As is the case with all joints affected by arthritis, keeping your hands moving is important to their longevity. Here are some hand-stretching exercises you can do several times a day, whether you're waiting in line at the grocery store or watching TV.

  • Make a Fist: Starting with your fingers straight out, slowly curl your fingers in to make a fist. Then, roll your hand around in a circle before extending your fingers back out. Do this 10 times to work your fingers and wrists simultaneously.
  • Count to 10: With all your fingers in a fist, extend one finger and then another until all are extended. Then go in reverse, but be careful with what finger you start with—depending on the country you're in, you might unintentionally offend someone.
  • Type a Sentence: While not as cool as the air guitar, the air keyboard can help prevent stiffness in your fingers. Imagine there's a keyboard in front of you and type out a few sentences. It doesn't matter which one—anything from Shakespeare to the headlines of a newspaper will work. If you're musically inclined, imaginary piano riffs work, too.

Try Cross Training

While you might not get around to your hobbies and passions as much as you'd like, there are some things you can do in the meantime to keep your hands busy while keeping your mind active, too.

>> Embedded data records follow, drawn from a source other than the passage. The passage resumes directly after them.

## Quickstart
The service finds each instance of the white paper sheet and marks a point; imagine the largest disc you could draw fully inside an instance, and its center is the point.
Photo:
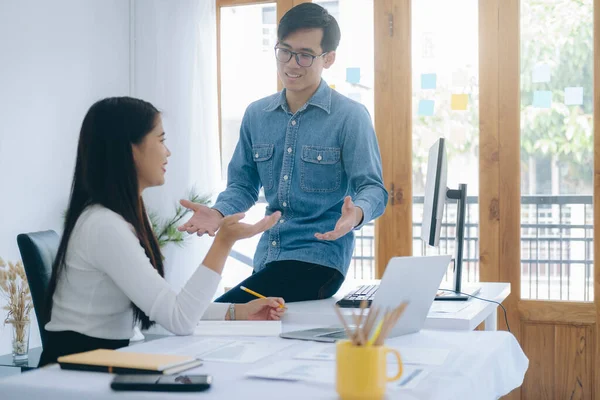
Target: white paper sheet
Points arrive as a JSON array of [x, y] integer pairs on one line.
[[409, 355], [324, 372], [238, 328], [448, 307], [245, 351], [224, 350]]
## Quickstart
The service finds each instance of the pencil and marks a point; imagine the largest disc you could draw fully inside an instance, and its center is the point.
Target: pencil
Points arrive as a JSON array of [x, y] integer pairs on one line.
[[252, 292]]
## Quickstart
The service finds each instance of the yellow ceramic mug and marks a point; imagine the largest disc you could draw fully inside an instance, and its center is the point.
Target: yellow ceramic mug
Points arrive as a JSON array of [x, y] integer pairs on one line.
[[361, 371]]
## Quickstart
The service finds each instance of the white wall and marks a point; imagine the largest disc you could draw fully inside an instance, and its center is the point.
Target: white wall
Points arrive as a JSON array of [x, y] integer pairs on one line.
[[175, 69], [56, 59]]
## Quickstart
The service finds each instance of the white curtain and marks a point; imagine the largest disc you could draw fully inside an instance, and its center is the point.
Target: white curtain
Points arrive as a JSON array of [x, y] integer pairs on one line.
[[174, 67]]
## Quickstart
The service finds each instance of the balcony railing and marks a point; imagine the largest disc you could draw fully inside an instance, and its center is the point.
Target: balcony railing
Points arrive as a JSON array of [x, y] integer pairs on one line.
[[556, 245]]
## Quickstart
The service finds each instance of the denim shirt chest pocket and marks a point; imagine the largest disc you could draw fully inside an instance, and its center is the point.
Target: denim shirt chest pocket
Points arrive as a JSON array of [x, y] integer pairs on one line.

  • Play Some Games: Finding simple toys that use your hands are a great way to keep joints fluid, as well as give your brain a different kind of challenge. The simple games you played as a child can help your joints feel young again: Rubix cubes, Cat's Cradle, kendamas, and so on. If you're feeling really adventurous, give the grandkids' video games a shot.
  • Get Silly (Putty): Yes, the stuff that you used to use to copy newspaper pages can help your arthritis. Stretching and snapping the pink goo provides good tension to improve hand strength, but more importantly... it's fun.
  • Tie Some Knots: Boy Scout or not, using a simple length of rope and attempting to master a few dozen types of knots will keep both your hands and mind busy. Besides, you never know when a good old-fashioned lobster buoy hitch knot might come in handy.

Get Some Help

If you'd rather save your hand strength for something you want to do, rather than something you have to do, look for helpful devices to make routine things easier. Some examples might include:

  • Jar openers
  • Wide-handled toothbrushes
  • Pen grips
  • Clothes with zippers instead of buttons

Always look for ways to make routine things easier to avoid undue stress on your joints.